O novo filme de Aki Kaurismaki será mesmo o “novo” de Kaurismaki ou apenas um aperfeiçoamento, um novo adorno, uma variante de um tecido que começou no início dos anos 80 e que se tem prolongado ao longo de uma vintena de filmes? Mas este “novo” não tem nada de “velho” ou usado, já que nestas personagens caídas em desgraça percebemos sempre esse outro lado da esperança. Mas sem sentimentalismos. Nem sorrisos. Mas essa postura estoica, tão finlandesa, afinal de contas tão calhada para os tangos sérios que habitam os seus filmes.
O cinema de Kaurismaki é também um cinema de compartimentos que ele quer chamar de trilogias. Aqui, a abordar o lado da emigração que o preocupa, e que já havia principado em Le Havre, onde um negrinho é acolhido por um sapateiro (espantoso Andre Wilms). Agora, é o sírio Khaled (o não ator Sherwan Haji na sua estreia), um emigrante ilegal a ser descarregado por um navio mercante. Só que quando se candidata às autoridades locais a um asilo político, asseguram-lhe que a situação em Alepo não é de molde a essa solicitação. Essa é talvez uma das primeiras ironias deste filme. Uma ironia num país com a abertura da Finlândia, mas também com os seus problemas de extrema-direita. São essas as sombras no paraíso?

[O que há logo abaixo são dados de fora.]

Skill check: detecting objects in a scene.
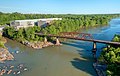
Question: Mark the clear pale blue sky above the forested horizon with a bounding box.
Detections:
[0,0,120,14]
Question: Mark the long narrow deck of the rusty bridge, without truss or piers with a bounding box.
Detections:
[35,33,120,46]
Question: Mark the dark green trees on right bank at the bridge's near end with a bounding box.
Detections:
[100,35,120,76]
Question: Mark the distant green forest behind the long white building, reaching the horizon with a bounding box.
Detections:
[0,12,120,26]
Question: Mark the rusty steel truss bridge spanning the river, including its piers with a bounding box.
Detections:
[35,32,120,58]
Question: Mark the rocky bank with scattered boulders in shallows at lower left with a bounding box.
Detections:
[0,35,28,76]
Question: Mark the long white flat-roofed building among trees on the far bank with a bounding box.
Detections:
[10,18,62,29]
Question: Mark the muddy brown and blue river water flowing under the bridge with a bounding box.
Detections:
[5,20,120,76]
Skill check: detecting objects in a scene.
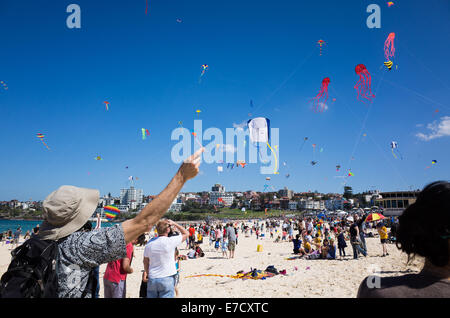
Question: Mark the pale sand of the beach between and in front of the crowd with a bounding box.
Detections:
[0,226,423,298]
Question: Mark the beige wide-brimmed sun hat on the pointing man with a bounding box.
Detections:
[39,185,100,241]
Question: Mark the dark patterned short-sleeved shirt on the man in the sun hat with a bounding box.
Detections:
[57,224,127,298]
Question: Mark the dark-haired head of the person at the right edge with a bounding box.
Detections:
[396,181,450,266]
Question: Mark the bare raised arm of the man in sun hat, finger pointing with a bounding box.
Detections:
[122,148,204,244]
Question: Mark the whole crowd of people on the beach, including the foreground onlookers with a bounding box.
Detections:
[0,148,450,298]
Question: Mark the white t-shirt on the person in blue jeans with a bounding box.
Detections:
[144,235,182,278]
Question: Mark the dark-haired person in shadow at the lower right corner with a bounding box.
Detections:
[357,181,450,299]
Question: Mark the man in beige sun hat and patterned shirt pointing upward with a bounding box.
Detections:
[38,148,204,298]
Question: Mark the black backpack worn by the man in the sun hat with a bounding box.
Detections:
[0,236,98,298]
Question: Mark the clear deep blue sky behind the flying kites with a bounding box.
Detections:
[0,0,450,200]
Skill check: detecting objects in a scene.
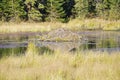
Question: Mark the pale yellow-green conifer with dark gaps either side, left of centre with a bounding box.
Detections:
[25,0,43,21]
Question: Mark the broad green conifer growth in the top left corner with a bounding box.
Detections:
[0,0,25,21]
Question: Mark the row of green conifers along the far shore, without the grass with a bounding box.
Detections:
[0,0,120,22]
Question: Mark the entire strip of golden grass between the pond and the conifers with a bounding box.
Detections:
[0,19,120,33]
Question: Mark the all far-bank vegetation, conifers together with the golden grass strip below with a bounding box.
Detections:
[0,0,120,33]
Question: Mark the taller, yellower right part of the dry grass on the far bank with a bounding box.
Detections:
[68,19,120,30]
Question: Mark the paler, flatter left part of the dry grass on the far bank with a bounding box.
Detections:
[0,22,63,33]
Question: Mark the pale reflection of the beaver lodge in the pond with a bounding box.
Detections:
[37,42,81,51]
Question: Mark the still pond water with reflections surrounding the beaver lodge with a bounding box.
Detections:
[0,31,120,56]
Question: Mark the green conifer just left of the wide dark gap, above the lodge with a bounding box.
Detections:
[47,0,65,22]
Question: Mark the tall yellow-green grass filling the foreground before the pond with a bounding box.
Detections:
[0,50,120,80]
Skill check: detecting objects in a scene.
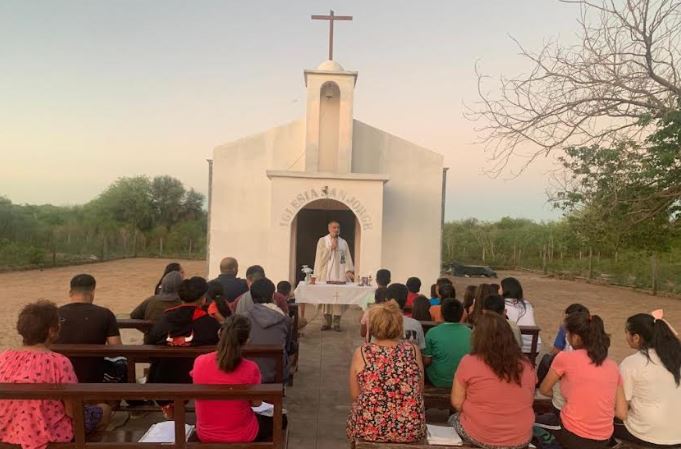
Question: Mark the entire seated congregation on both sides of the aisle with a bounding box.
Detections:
[0,258,681,449]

Paralelamente, seguimos o destino de um homem que abandona a mulher e que depois de ganhar dinheiro ao jogo o investe num restaurante chamado Imperial Dourada. Uma nova oportunidade para Sakari Kuosmanen, um ator com uma carreia de quase exclusividade a Aki Kaurismaki (com ele participou numa dezena de filmes, portanto metade), com algumas concessões ao irmão Mika e a uma colaboração com Jim Jarmusch. Com ele temos também uma pequena galeria de habitués, como a inevitável Kati Outinem (numa quase tão longa colaboração, desde Sombras no Paraíso, em 1986, e A Rapariga da Fábrica de Fósforos, em 1990) que vão gerindo este pequeno espaço que acabará por se travestir ao longo do filme de diversos temas e sabores. As duas histórias unem-se a partir do momento em que Khaled é admitido como força de trabalho.
Mesmo sem ser um dos melhores Kaurismaki – aliás, a concorrência é feroz – o próprio confessa isso na nossa entrevista, tal como a riqueza do texto, dos diálogos, dos sets vintage, em intensas cores primárias, bem como do estilo da câmara de Timo Salminen que acompanha Kaurismaki desde o saudoso Calamari Union, em 1985, a sua estreia na ficção, depois do ruidoso documentário Saimaa-ilmio, que fez com o irmão Mika em 1981.
Podemos até dizer que este Do Outro Lado da Esperança é um pouco todo o seu cinema anterior, sem que isso retire qualquer mérito ao realizador de 60 anos. Desde logo por se tratar de um filme vintage em que joga com as personagens que conhecemos, graças a um convidativo déjà vu, como o hooligan que quer espancar Khaled, com o mesmo papel num outro filme. Mas é também aí, nesse permanente holograma, que trata os temas mais deprimentes em estilo de comédia séria, que o cinema de Kaurismaki se renova e cresce.